If you mean disabling the shields from the tray icon, then that's one of the reasons the password protection is there - if you set up a password, you can't automate it with similar tools (not knowing the password; actually, not even if you know it).
If you're talking about the self-defense prompt, then AutoHotkey or similar tools won't work (just like they wouldn't work e.g. for the UAC prompt) - you can try
Generally, you can try to stop avast! service via Service Manager (from the command-line) - you should get the mentioned prompt. For avast! UI process, there's no normal channel, you'd have to use some of the hacks you mentioned.
Okay, thanks. So I could use either 'net stop' or 'sc stop' (SC = service controller utility) to disable the shields but first get the user prompt to allow the disable. Apparently the popup alert is part of the shutdown method for the service (which is good and acceptable).
I ran "sc query" to see if there was a shorter service name than the display name but, nope, have to use "avast! Antivirus". So either of the following might work:
net stop "avast! Antivirus"
sc stop "avast! Antivirus"
Alas, they didn't work. Instead the return status was:
[SC] ControlService FAILED 101:
The service cannot accept control messages at this time.
This was because I already used the Services Manager (services.msc) and tried to stop it there. When Avast showed its popup prompt, I opted for “No” (do not disable shields). The problem is that Windows doesn't get an updated status from the service which results in Windows thinking the service is still in "stopping" state (STOP_PENDING). During that state, you cannot start or stop a service so a subsequent test would fail. This means if I elect to keep the service running that Windows continues to see it in a pending state. You have to restart the computer to get Windows unstuck from this service state. Can't use "taskkill /f /im "avastsvc.exe"" (get "access denied" status) since Avast protects itself from termination.
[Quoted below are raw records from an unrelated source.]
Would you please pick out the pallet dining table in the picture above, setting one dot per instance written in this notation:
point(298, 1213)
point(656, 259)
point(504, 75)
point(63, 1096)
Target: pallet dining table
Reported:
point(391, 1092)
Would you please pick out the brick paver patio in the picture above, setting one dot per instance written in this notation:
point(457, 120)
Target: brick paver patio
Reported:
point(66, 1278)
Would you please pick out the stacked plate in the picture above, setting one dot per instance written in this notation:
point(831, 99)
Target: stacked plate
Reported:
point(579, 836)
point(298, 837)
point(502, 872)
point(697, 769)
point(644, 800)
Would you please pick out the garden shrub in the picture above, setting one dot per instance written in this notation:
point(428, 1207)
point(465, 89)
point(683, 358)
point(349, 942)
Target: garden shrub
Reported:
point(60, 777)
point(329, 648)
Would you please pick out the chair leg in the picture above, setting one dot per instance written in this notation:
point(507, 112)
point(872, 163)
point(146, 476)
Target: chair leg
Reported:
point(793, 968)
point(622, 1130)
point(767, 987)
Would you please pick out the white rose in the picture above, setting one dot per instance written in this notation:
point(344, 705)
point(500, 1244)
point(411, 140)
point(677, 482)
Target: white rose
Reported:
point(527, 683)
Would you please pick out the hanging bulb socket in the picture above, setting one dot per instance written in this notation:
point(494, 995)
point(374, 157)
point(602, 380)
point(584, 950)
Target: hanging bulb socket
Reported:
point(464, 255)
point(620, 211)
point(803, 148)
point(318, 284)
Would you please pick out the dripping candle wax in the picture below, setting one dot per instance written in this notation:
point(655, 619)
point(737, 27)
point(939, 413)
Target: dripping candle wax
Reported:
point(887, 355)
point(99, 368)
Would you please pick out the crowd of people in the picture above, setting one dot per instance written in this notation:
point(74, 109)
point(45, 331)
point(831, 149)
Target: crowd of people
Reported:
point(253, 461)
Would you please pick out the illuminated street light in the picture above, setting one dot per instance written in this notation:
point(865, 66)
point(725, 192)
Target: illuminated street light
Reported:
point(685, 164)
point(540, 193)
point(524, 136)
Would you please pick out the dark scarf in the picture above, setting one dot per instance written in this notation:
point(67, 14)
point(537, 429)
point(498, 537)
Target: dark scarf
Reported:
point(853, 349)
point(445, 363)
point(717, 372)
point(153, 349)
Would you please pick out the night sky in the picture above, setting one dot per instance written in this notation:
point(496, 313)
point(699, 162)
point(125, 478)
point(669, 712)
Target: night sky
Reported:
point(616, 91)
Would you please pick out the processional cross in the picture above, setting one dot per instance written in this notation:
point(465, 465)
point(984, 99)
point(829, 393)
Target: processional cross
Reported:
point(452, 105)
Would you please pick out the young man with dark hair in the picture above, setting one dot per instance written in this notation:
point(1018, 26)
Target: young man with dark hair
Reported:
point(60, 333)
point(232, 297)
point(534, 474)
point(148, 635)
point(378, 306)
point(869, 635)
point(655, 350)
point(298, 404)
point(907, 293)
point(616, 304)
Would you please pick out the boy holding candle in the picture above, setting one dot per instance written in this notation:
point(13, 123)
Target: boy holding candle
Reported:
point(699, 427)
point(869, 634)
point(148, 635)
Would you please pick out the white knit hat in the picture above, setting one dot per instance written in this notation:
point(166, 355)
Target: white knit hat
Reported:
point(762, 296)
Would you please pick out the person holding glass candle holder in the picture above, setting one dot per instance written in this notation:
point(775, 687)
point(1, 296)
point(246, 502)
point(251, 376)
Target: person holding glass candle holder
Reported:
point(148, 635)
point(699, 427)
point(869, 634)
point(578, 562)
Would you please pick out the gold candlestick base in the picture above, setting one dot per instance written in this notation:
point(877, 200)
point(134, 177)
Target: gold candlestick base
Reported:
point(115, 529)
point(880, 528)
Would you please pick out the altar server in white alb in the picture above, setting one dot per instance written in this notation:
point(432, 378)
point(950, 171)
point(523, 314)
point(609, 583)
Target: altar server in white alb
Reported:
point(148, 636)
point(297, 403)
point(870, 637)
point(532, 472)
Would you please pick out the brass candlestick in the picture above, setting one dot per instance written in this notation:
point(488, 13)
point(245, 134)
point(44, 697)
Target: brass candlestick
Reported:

So after rebooting to get the service out of STOP_PENDING state, I stopped the service by running “sc stop “avast! Antivirus”” and selected “Yes” in the popup prompt. When I right-click on the Avast tray icon, yep, all shields are disabled. Since this was just stopping the service which is set to Automatic for startup on Windows load, it’ll be back and all shields up when I reboot (which is how to get out of Returnil’s safe mode with its disk virtualization).
So that’ll work as long as I don’t pick “No” in the popup prompt (which puts the service in pending state which means no further start or stop requests will be acknowledged). Since I’ll be manually instigating Returnil’s safe mode, I’ll see that popup prompt. If it were something scheduled or run without user intervention, Avast counts down on the “No” selection which means the service refuses to unload and it’ll get stuck in the STOP_PENDING state.
Thanks for that info. I didn’t look there because I had figured Avast’s self-protection would’ve prevented stopping its service. I didn’t even try because I presumed it wouldn’t work, but it does.